BALTIMORE (WJZ) — Dozens of dead and decaying horses were found on a Hebron farm where the conditions were so bad, horses were reportedly eating aluminum siding from the house.
From the air, dozens of horses are loaded onto trailers and out of the deplorable conditions in Wicomico County where investigators found them Friday.
“Our goal right now is to get these horses taken care of and off the property, that’s what we’re doing,” Wicomico County Sheriff Mike Lewis said.
Officials found as many as 25 horses dead on the 2-acre property. Skeletal remains were scattered across the land while more than 100 other horses roamed around.
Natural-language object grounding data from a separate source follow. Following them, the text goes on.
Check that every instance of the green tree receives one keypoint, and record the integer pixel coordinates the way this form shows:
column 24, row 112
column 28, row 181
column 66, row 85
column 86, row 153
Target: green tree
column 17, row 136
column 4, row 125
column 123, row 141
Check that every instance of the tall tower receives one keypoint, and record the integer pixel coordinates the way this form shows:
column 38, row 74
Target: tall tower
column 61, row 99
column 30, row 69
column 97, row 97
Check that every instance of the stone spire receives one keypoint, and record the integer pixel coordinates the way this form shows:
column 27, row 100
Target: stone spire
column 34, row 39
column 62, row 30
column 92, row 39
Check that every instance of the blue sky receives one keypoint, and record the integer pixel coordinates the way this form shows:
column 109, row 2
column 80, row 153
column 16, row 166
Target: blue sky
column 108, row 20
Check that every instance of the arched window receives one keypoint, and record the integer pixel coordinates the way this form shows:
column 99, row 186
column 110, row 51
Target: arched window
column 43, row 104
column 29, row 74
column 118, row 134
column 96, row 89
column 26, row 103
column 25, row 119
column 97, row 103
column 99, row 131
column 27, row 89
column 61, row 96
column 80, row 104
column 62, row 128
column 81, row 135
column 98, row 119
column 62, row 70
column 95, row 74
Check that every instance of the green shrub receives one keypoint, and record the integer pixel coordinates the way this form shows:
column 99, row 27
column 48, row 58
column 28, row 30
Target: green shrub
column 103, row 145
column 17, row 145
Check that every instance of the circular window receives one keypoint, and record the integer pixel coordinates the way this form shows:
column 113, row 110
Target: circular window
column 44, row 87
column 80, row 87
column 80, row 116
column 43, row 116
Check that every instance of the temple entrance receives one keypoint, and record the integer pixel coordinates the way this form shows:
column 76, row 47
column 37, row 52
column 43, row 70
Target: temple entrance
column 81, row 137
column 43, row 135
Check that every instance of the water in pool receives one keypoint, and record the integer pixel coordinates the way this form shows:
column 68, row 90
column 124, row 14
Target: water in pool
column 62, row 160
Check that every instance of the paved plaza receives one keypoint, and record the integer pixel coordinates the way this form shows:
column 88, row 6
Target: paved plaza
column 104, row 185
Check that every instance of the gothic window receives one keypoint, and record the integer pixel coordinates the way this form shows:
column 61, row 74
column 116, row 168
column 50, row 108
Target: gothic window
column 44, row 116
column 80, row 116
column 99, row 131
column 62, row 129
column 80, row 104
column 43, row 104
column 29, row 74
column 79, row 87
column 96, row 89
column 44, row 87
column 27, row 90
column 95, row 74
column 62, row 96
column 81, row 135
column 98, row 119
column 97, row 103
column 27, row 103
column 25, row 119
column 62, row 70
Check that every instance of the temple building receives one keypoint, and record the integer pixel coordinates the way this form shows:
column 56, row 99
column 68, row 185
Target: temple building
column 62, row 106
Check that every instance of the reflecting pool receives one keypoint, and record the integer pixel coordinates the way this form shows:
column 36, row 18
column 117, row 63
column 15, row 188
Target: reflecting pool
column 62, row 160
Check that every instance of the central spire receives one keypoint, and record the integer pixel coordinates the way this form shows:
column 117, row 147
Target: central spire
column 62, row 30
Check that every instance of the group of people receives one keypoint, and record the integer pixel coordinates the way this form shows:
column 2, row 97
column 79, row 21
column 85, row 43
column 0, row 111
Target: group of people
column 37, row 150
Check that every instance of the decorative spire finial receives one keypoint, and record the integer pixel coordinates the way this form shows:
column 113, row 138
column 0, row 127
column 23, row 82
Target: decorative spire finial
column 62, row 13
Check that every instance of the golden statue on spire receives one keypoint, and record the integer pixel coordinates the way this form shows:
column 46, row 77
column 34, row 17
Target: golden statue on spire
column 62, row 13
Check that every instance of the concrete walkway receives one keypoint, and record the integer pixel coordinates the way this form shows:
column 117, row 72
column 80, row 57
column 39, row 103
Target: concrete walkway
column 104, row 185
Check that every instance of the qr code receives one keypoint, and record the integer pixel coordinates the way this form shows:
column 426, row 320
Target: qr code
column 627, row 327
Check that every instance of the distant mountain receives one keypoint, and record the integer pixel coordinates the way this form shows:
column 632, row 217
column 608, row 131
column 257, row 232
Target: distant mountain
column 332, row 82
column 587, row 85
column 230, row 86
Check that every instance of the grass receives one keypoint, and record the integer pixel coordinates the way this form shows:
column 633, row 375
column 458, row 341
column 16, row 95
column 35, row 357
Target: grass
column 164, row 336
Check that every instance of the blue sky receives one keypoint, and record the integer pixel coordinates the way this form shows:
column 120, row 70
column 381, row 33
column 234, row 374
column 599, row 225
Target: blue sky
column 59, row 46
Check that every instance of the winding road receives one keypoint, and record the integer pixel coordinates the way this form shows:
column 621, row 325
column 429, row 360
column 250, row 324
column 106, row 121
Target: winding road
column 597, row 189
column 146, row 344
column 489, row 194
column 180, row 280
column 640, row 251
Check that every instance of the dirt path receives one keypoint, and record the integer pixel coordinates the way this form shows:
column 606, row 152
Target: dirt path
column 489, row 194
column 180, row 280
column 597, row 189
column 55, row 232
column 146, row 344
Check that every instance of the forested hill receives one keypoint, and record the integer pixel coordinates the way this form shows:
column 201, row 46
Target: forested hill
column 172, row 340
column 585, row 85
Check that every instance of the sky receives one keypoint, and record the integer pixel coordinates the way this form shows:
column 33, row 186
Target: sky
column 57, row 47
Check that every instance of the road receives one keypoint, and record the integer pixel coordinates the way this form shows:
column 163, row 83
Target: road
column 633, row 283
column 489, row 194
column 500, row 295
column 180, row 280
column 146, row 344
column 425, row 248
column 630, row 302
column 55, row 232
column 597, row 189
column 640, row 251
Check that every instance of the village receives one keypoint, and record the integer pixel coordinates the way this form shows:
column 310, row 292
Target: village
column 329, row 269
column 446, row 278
Desperate for anything to eat, officials say the horses resorted to eating aluminum siding and fiberglass from the home.
The horses couldn’t wait to eat the 5,000 pounds of grain and 25 bales of hay donated by animal groups.
Officials say when the food arrived, even more horses appeared.
The property belongs to Clayton P. and Barbara L. Pilchard, according to Delmarva Now.
Neighbors say they’re happy help finally arrived.
“These horses are malnourished, they are completely uncared for and it’s a sad situation,” neighbor Bobby Salfie said.
Animal control says they’re first taking away the horses in most need of help.
“There’s babies and moms and things like that and we have to look at the severity of all the horses, and try to identify the ones that would need immediate removal and rehab,” said Aaron Balsamo with Wicomico County animal control.
The investigation is ongoing into what caused the deaths and how long the horses have been there.
Officials say there aren’t currently enough to charge the property owner with animal neglect, but they do expect charges to be filed soon.
Authorities say all the horses have been seized and taken to an undisclosed location. Investigators are also waiting on the results of a necropsy on one of the animals.
The Sheriff’s Office said more than 200 cats were removed from the same property in 1995 and Barbara Pilchard was charged with 100 counts of animal neglect.